Im privaten Rahmen liegen die Dinge ganz anders. Da fällt manch unpassender Vergleich, da werden geschichtliche Tatsachen geklittert, so dass man am Ende nicht mehr weiß, worum es eigentlich ging. Man erfährt aber genau, wer gut und wer böse war. So wurde ich neulich in einem privaten Gespräch, in dem es anfangs nur um Musik ging, mit der Äußerung konfrontiert, dass Churchill ein Kriegsverbrecher war. Von einem jungen Mann, der eigentlich so einen Abstand zum 2. Weltkrieg hat wie ich zum 1. Weltkrieg, also zu etwas was weit, weit weg liegt, und nun wurde bemerkt, dass Churchill an der Zerstörung Königsbergs Schuld hat.
"Wieso das?
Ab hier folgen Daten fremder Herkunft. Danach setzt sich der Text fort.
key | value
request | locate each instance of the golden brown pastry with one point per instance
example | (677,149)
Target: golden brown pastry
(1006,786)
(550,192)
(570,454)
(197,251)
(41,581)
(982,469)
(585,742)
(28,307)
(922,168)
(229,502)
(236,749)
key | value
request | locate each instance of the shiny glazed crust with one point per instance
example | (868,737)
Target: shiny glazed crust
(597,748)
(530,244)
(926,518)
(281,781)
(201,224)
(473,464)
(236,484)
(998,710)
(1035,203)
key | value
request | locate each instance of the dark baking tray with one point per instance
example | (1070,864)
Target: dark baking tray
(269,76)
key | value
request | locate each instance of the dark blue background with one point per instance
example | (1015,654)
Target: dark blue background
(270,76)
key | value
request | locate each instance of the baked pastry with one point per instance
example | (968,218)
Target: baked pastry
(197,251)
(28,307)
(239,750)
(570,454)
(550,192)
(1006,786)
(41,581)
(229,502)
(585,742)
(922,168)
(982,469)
Mir ist nur bekannt, dass Königsberg die erste deutsche Großstadt war, in die die Russen einzogen und dass sie dort ungeheure Verwüstungen anrichteten, was angesichts dessen, was in Russland nur kurz zuvor stattfand - man denke an die Blockade Leningrads - zumindest zu verstehen ist", sagte ich, "und zur Festung hatten die Deutschen die Stadt nun einmal auch erklärt!" Dann wurde ich über die Bombardierungen dieser Stadt durch die Engländer im August 1944 aufgeklärt. "Und stellt euch vor, die Engländer haben mit Absicht nur die Wohngegenden mit Zivilisten und die historische Altstadt zerstört, wogegen sie die Wehrmacht ungeschoren ließen, denn diese hatte Churchill dazu vorgesehen, dass sie die Russen von England fern halten".
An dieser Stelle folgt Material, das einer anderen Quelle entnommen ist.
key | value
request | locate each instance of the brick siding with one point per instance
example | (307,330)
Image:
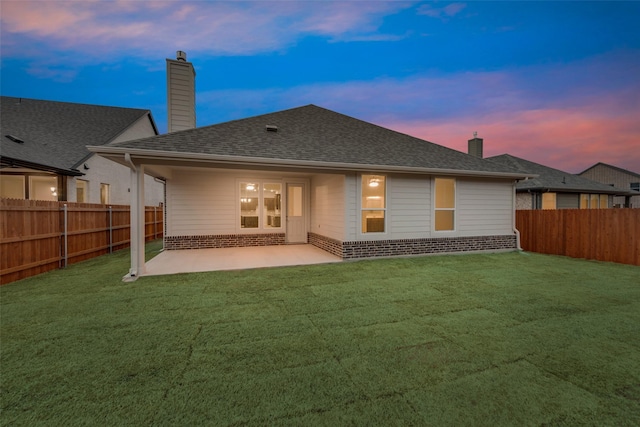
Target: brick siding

Der junge Mann gab uns bereitwillig Auskunft, über sein Wissen. Es gibt den Verein Freunde Kants und Königsbergs e. V., und dessen Vorsitzender, Gerfried Horst, hat ein Buch mit Thesen über die Zerstörung Königsbergs geschrieben. Es wird beworben mit folgenden Worten: "Die britische Politik der unterschiedslosen Bombenangriffe gegen die Zivilbevölkerung leitet der Verfasser aus den schon von Kant kritisierten Kolonialkriegen her, mit denen das britische Weltreich errichtet wurde."
Auf der Internetseite des Vereins Freunde Königsbergs und Kants e.V. stehen solche Unterstellungen allerdings nicht. Dort ist alles politisch korrekt und die Rede ist hauptsächlich vom berühmten Bohnenessen und von Kants Projekt des ewigen Friedens. Es gibt weiterhin Zitate von gebildeten und klugen Persönlichkeiten, auch Hannah Ahrend fehlt in diesem Reigen nicht, denn Juden adeln solcherlei Darstellungen.
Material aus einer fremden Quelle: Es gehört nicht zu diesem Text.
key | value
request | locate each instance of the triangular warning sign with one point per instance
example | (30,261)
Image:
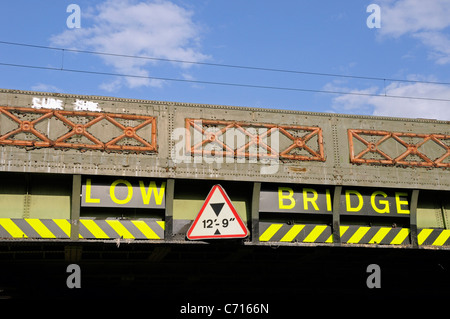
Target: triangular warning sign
(217,218)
Der Kreis schloss sich auf einer Internetseite, auf die ich beim Recherchieren stieß. Sie begann mit folgendem Zitat: "Eine der großen Geschichtslügen, die Deutschen hätten mit dem Luftterror begonnen, ist historisch schon lange widerlegt." Die Seite beschäftigt sich eingehend mit dem zweiten Weltkrieg, der aus ununterbrochener Folge von alliierten Kriegsverbrechen gegen Deutschland bestand. Inhaltliche Überschneidungen zu den Ansichten des Gerfried Horst über die Zerstörung Königsbergs gab es durchaus.